That’s a bold prediction. I’m skeptical. I think it is more likely is that this thing passes, and fails spectacularly. There are too many moving parts, and if any of them breaks, the whole thing rapidly starts to spin out of control and eat a gigantic hole in the deficit. If it does break, I think that Democrats keep control of Congress just long enough to explain why they keep having to enact whopping new tax increases every few years. Republicans don’t need to improve their message. They just have to wait for Democrats to recover their reputation as tax and spend politicians who woefully underpredict the cost of everything they propose.
Because as we know, universal entitlement programs become wildly unpopular once it’s clear that their costs are utterly unsustainable without huge tax increases. The programs are promptly repealed, and become a huge liability to the party that proposed them.
Except…
As Mr. Smith said, there’s a lot of ruin in a nation. If the implosion isn’t pretty damn quick, I expect the cement will have set.
4 responses so far ↓
1 Megan McArdle // Oct 14, 2009 at 8:39 pm
You are assuming that “fails spectacularly” means the program ends . . . all I said was that it wouldn’t work as described, and would cause massive problems.
2 Barry // Oct 15, 2009 at 11:05 am
Megan – just W(hy)TF should we care about your opinion? You regularly show yourself to be either full of it or lying, in fields where one might (wrongly) assume that a Chigago MBA leads to some understanding.
Frankly, you and your fiance are just two members of the professional astroturf association; you just have better cover.
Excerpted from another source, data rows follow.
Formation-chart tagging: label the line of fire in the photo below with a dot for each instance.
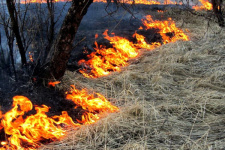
(27, 125)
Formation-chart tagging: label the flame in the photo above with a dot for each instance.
(105, 60)
(165, 28)
(53, 83)
(25, 131)
(31, 56)
(205, 5)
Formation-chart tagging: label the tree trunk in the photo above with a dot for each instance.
(15, 28)
(218, 12)
(56, 62)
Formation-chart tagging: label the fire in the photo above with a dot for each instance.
(53, 83)
(105, 60)
(25, 131)
(205, 5)
(31, 56)
(167, 29)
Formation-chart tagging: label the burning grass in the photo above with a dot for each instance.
(105, 60)
(170, 98)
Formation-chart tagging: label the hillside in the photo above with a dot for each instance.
(169, 98)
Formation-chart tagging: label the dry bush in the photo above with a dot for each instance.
(169, 98)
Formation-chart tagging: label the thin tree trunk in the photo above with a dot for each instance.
(218, 12)
(58, 57)
(15, 28)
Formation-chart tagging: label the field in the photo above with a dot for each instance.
(169, 98)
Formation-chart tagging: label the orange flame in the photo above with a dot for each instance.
(31, 56)
(205, 5)
(53, 83)
(105, 60)
(165, 28)
(28, 132)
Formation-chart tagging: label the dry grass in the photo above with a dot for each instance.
(169, 98)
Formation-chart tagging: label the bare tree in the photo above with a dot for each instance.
(15, 27)
(218, 12)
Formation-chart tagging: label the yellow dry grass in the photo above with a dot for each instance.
(169, 98)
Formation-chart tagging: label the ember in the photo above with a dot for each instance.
(105, 60)
(205, 3)
(25, 131)
(53, 83)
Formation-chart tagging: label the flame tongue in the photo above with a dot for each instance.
(28, 132)
(105, 60)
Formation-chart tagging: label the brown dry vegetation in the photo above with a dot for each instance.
(169, 98)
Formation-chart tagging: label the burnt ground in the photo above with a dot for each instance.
(116, 20)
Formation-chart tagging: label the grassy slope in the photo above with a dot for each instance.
(170, 98)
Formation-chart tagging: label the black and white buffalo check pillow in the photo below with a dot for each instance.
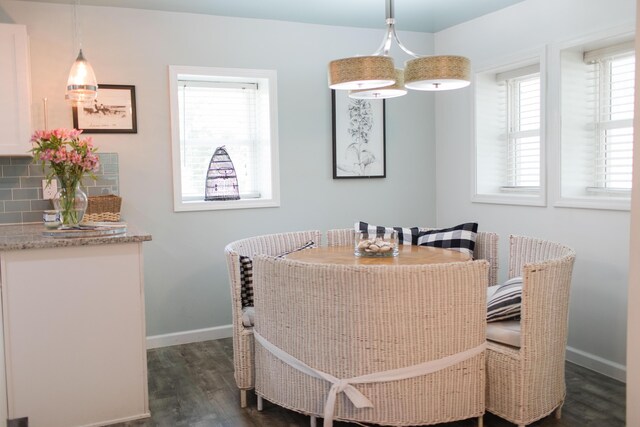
(246, 274)
(460, 238)
(406, 235)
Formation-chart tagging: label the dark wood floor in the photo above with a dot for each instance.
(192, 385)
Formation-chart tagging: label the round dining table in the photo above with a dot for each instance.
(407, 255)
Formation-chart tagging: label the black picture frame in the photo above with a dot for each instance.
(355, 123)
(113, 111)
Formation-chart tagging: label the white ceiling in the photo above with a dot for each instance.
(411, 15)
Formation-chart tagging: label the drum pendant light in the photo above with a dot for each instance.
(374, 76)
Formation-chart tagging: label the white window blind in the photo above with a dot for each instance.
(214, 114)
(523, 132)
(612, 82)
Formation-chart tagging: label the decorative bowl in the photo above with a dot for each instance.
(376, 244)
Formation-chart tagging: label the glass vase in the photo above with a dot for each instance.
(72, 203)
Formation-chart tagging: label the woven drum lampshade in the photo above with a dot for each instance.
(361, 72)
(437, 72)
(393, 91)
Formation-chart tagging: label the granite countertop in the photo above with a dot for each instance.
(30, 236)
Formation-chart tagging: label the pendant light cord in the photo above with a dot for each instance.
(78, 31)
(391, 35)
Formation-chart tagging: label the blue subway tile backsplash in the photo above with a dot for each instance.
(21, 187)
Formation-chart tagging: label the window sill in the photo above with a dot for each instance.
(595, 202)
(201, 205)
(510, 199)
(534, 191)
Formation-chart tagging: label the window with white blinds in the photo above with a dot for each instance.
(230, 108)
(523, 137)
(612, 82)
(509, 165)
(214, 114)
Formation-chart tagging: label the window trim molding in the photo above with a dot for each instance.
(611, 36)
(522, 60)
(239, 74)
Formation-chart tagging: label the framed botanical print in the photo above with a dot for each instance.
(358, 137)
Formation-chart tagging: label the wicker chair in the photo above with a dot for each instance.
(359, 323)
(525, 380)
(273, 244)
(486, 247)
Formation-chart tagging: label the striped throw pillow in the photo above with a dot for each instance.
(506, 301)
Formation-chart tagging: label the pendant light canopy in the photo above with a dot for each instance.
(82, 85)
(374, 77)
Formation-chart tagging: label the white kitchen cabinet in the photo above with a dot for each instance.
(15, 98)
(74, 334)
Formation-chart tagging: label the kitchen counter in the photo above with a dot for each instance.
(73, 344)
(30, 236)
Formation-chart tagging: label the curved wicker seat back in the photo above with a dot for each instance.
(272, 244)
(350, 321)
(527, 383)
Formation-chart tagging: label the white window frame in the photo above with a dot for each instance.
(267, 80)
(574, 186)
(488, 143)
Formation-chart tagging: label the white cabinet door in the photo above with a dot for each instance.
(74, 334)
(15, 101)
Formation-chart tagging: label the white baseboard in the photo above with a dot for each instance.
(186, 337)
(597, 363)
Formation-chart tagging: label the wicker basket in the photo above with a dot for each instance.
(103, 208)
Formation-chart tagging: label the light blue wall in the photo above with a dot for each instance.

3 Barry // Oct 15, 2009 at 11:08 am
Julian, you’re assuming that Medicare, Medicaid and Social Security are unsuccessful. They’ve done a lot of good, and the of Medicare alone is a potential problem, which might be helped by healthcare reform.
4 Adam Herman // Oct 17, 2009 at 2:57 am
Not all entitlements are created equal. Social Security and Medicare are popular. They will always exist and be cut back only with great reluctance, and only in the face of a crisis.
However, welfare has never been popular. It was a millstone around Democrats necks until the 1996 reform, which cut the rolls by 2/3rds.
This current reform effort is also fairly unpopular and I don’t think it’s going to get any more popular once it goes into effect in 2013. It will always be vulnerable and always be a political liability for Democrats until it is eventually cut back and reformed by Republicans like welfare was.